ISLAMABAD: Laying bare their differences over the army’s involvement in a crackdown on extremist and militant organisations in Punjab, the government and military spokesmen, at a joint press conference on Tuesday, diverged over who could decide about engaging the army.

Although the press conference was convened to release a video recording of confessional statement made by captured Indian spy Kulbhushan Yadav, the very first question about the government permitting a military operation in Punjab exposed the gap in the positions of the civilian and military leadership on the issue.

Information Minister Pervaiz Rashid, who is also federal government’s spokesman, said it was the provincial government’s prerogative to decide “which force and how much of the force” would be required to act against a group or a person found by intelligence agencies to be involved in terrorism.

He said the provincial administration took decision on the basis of intelligence available to it about the nature and extent of threat. “If they think necessary they can get the job done through police … at other places Rangers may have to be involved while in more difficult situations services of the Pakistan Army can also be requisitioned,” he maintained.

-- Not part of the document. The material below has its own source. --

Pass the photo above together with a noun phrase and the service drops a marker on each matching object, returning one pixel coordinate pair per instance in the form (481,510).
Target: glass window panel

Army Chief Gen Raheel Sharif had at a security meeting of the military on Sunday night, in the aftermath of the Lahore park bombing which claimed 72 lives, ordered the army and intelligence agencies to start an operation in the light of information available to him.

The objective of the military crackdown, as stated by ISPR, was to bring the masterminds and perpetrators of the Lahore attack to justice and prevent “savages” from “overrunning our life and liberty”.

Since then the army together with Rangers, which is a paramilitary force, and military intelligence agencies have conducted a number of raids in Lahore, Faisalabad, Muzzafargarh, Multan and Rawalpindi and rounded up dozens of suspects.

The military’s decision to unilaterally go ahead with the operation for which it had been pressing the civilian leaders for months did not go down well with the government. Prime Minister Nawaz Sharif’s decision to cancel his visit to the United States for attending the Nuclear Security Summit was partly due to the start of military operation in Punjab. Over the past couple of days he has been consulting his aides over the developing situation.

Military spokesman Lt Gen Asim Bajwa recalled at the press conference that it had been agreed while initiating the National Action Plan (NAP) on counter-terrorism that there would be action against terrorists, their sleeper cells, hideouts, facilitators, abettors and financiers in every part of the country irrespective of where they were.

The 20-point NAP announced in December 2014 after the Army Public School tragedy has a clause stating that like the rest of the country, no space will be given to extremism in any part of the Punjab.

“Punjab operations have already been started with a larger scope. On the first day there were five operations and as we speak operations are under way in Rawalpindi and Multan. Intelligence agencies, army and Rangers are carrying out those operations,” the military spokesman said.

“There is an overarching objective of eradicating terrorism. Therefore, whatever force is required and wherever it is required, operations will be conducted,” he added.

Gen Bajwa refused to share military’s assessment of the extremism and militancy situation in Punjab which is thought to have become the hub of militant and terrorist outfits.